Authorities scouring Grand Canyon National Park today in search of a missing Salt Lake City couple who failed to return from a week-long trek in one of the park's most rugged areas said they remain confident the pair will be found alive.
"In this case, we're really optimistic," said Maureen Oltrogge, a spokeswoman for the Grand Canyon National Park. "These people are very experienced, and they would have been prepared for the type of hike they were undertaking."
Alan Humphrey, 39, and wife Iris Faraklas, 35, apparently embarked on the hike more than a week ago, and on Sunday Humphrey's mother reported to authorities that her son and daughter-in-law were "overdue" in returning from a hike somewhere in the Grand Canyon.
Grand Canyon rangers initially failed to find any record of permits for the hike under the last name Humphrey, but it eventually became clear that Faraklas generally used her maiden name, a fact Humphrey's mother had not passed along, Oltrogge said. Authorities looked again at the permits and found one under her name that began Saturday, May 17, and ran through Friday, May 23.
The permit indicated that the couple planned to hike the Royal Arch trail, a 45-mile route considered among "the more difficult hikes at the Grand Canyon," according to Oltrogge, and known for spectacular canyon views in the far western portion of the park.
Around 7 p.m. on Memorial Day, investigators found the couple's car parked at the South Bass trailhead. There was nothing "out of the ordinary" about the vehicle, Oltrogge said, and nothing to suggest that the pair had ever emerged from their hike.
On Tuesday morning the entire footprint of the hike was searched from the air, and ground teams began combing two separate trails by foot. Those efforts continued this morning, and a technical rope team was being briefed to join the search and help access particularly treacherous areas.

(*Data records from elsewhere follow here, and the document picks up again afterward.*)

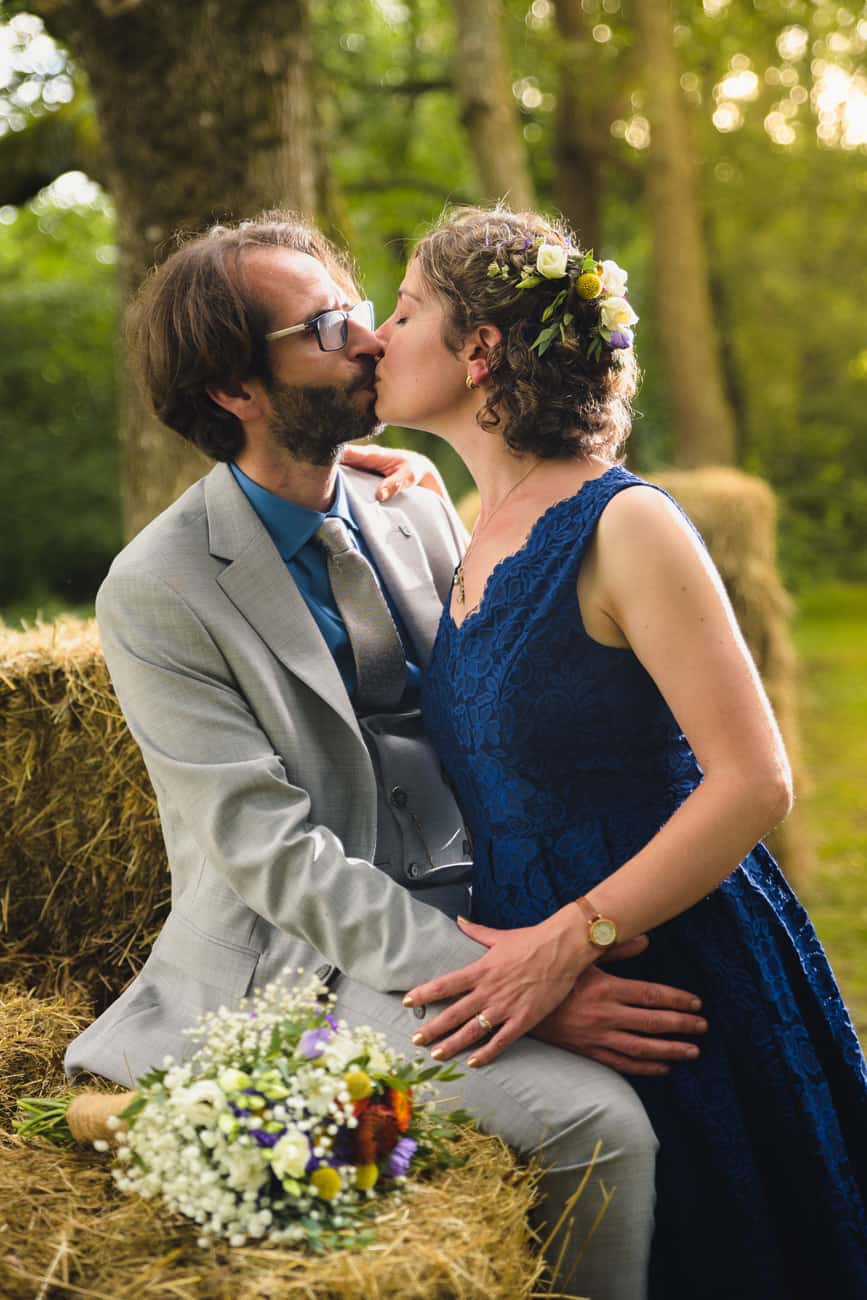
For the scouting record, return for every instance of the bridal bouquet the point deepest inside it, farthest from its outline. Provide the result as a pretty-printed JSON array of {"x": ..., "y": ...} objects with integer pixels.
[{"x": 284, "y": 1125}]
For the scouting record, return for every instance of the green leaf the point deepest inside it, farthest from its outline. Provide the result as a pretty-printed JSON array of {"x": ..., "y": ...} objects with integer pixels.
[
  {"x": 553, "y": 306},
  {"x": 46, "y": 1117}
]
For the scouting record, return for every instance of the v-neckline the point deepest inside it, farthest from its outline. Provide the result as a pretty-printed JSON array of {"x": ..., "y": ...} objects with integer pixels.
[{"x": 478, "y": 609}]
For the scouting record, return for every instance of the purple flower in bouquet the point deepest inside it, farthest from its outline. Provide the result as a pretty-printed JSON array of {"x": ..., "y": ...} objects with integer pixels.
[
  {"x": 312, "y": 1043},
  {"x": 264, "y": 1139},
  {"x": 399, "y": 1158}
]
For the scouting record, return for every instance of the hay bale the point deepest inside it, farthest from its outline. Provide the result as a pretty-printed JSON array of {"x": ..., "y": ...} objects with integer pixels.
[
  {"x": 66, "y": 1230},
  {"x": 83, "y": 883},
  {"x": 736, "y": 514}
]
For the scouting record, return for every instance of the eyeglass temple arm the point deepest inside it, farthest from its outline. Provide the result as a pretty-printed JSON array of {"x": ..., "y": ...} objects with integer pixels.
[{"x": 284, "y": 333}]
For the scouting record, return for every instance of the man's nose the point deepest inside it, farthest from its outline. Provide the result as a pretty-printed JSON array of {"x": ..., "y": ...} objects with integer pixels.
[{"x": 363, "y": 341}]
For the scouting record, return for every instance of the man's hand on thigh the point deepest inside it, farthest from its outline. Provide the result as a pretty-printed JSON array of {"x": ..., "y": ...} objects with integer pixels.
[{"x": 624, "y": 1023}]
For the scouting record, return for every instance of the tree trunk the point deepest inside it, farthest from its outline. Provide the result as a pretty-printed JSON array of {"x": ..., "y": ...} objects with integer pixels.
[
  {"x": 486, "y": 104},
  {"x": 206, "y": 115},
  {"x": 579, "y": 152},
  {"x": 703, "y": 420}
]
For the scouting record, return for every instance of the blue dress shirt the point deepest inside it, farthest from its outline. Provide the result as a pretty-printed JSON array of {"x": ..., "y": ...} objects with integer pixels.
[{"x": 293, "y": 531}]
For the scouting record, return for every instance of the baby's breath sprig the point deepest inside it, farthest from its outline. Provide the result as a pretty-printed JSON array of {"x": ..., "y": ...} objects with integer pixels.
[
  {"x": 285, "y": 1125},
  {"x": 598, "y": 284}
]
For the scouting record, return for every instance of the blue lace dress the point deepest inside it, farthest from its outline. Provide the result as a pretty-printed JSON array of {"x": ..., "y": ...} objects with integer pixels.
[{"x": 567, "y": 761}]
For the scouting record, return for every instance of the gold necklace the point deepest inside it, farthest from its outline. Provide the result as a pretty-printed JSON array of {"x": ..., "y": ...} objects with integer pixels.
[{"x": 458, "y": 581}]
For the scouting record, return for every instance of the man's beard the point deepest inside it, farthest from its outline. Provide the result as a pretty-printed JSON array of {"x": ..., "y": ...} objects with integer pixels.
[{"x": 313, "y": 423}]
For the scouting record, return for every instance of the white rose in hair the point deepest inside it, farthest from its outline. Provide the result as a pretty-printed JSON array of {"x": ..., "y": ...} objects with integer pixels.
[
  {"x": 615, "y": 313},
  {"x": 614, "y": 278},
  {"x": 550, "y": 261}
]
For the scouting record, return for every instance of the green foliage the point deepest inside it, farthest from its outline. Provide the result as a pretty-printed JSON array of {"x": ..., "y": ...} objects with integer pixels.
[
  {"x": 831, "y": 636},
  {"x": 788, "y": 258},
  {"x": 59, "y": 475}
]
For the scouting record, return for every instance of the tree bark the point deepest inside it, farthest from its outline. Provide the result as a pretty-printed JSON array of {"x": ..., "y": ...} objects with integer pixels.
[
  {"x": 482, "y": 83},
  {"x": 204, "y": 112},
  {"x": 581, "y": 142},
  {"x": 703, "y": 420}
]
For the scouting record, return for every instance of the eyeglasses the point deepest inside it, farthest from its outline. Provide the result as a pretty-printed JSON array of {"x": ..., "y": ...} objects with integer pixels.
[{"x": 332, "y": 329}]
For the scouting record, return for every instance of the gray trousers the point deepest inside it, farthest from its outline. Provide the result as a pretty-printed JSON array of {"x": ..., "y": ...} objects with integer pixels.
[{"x": 553, "y": 1106}]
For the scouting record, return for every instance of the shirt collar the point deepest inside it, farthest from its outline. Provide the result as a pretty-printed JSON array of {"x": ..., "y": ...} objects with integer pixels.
[{"x": 289, "y": 524}]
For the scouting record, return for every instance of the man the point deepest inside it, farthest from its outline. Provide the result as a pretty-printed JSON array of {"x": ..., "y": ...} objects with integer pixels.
[{"x": 304, "y": 818}]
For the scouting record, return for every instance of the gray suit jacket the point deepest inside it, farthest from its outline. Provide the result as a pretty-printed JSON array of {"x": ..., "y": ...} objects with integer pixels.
[{"x": 265, "y": 788}]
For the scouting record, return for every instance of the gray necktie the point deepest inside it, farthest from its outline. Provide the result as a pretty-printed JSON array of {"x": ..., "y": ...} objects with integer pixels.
[{"x": 380, "y": 658}]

"We're looking for any sign," Oltrogge said, adding that they are interviewing hikers in the Royal Arch area as well as rafting guides who use the nearby rivers for trips in the off-chance that the couple hooked up with a rafting group. "You look at everything until you can rule it out."

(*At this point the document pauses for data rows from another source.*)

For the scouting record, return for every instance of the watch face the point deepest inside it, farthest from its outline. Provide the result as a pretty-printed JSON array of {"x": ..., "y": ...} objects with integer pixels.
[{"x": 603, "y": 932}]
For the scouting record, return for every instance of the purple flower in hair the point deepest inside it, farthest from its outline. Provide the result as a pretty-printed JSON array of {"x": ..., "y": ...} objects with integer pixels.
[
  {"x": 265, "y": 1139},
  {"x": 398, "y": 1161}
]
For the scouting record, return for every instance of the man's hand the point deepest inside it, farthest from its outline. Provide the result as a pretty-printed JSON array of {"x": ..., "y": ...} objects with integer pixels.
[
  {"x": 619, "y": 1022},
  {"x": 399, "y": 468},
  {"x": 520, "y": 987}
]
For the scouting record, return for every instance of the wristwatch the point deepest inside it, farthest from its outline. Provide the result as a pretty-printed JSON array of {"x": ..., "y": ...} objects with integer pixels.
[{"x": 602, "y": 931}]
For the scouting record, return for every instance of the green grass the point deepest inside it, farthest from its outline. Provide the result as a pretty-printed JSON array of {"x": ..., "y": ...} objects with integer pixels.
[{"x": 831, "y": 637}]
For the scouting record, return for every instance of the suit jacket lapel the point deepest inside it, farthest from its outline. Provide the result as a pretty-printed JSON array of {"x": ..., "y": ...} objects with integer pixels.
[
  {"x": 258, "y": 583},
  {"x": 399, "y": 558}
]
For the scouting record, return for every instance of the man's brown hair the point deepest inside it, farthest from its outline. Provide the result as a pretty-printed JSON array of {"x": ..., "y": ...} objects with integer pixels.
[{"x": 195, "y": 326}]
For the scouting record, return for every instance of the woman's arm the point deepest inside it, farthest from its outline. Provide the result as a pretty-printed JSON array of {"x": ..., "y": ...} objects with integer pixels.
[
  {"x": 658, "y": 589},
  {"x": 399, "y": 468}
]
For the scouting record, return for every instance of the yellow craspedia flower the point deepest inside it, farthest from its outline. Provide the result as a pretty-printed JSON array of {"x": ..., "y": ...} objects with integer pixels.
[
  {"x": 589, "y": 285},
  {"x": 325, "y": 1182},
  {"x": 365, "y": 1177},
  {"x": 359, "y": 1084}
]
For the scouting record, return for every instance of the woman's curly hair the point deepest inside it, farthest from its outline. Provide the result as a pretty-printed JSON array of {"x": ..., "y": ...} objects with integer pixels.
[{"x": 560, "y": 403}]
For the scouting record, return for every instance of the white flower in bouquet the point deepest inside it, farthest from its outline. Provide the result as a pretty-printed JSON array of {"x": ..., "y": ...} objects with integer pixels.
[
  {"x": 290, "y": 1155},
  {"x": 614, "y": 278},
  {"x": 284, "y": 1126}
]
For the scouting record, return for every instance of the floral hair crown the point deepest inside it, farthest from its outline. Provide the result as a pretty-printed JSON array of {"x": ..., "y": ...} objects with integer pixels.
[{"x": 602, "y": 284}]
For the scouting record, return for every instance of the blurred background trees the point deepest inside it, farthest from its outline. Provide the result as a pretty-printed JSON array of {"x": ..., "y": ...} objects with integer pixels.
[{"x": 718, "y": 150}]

Since their disappearance, weather conditions in the area have been characteristic of the region, with temperatures ranging from in the 50s at night to over 100 degrees during the day, with some precipitation.
Faraklas, described as 5 feet 10 inches tall and weighing 150 pounds with brown hair and blue eyes, is a research nurse in the burn unit at the University of Utah Hospital, a hospital spokesman confirmed to ABC News. Humphrey is 6 feet 1 inch tall and weighs 190 pounds with blond hair and blue eyes. His profession is unclear.
The trailhead parking lot where the couple's car was found is the same one where a pair of brothers, Travis and Willard Twiggs, carjacked a vehicle on Monday, May 12, two days before both died in a murder-suicide after trying to elude authorities. Oltrogge said that in this case, nothing investigators have learned has given them any reason to believe that the couple became involved in foul play.
Because Humphrey and Faraklas are described as physically fit, experienced hikers, authorities are hopeful the pair may have been prepared to survive if they somehow got lost.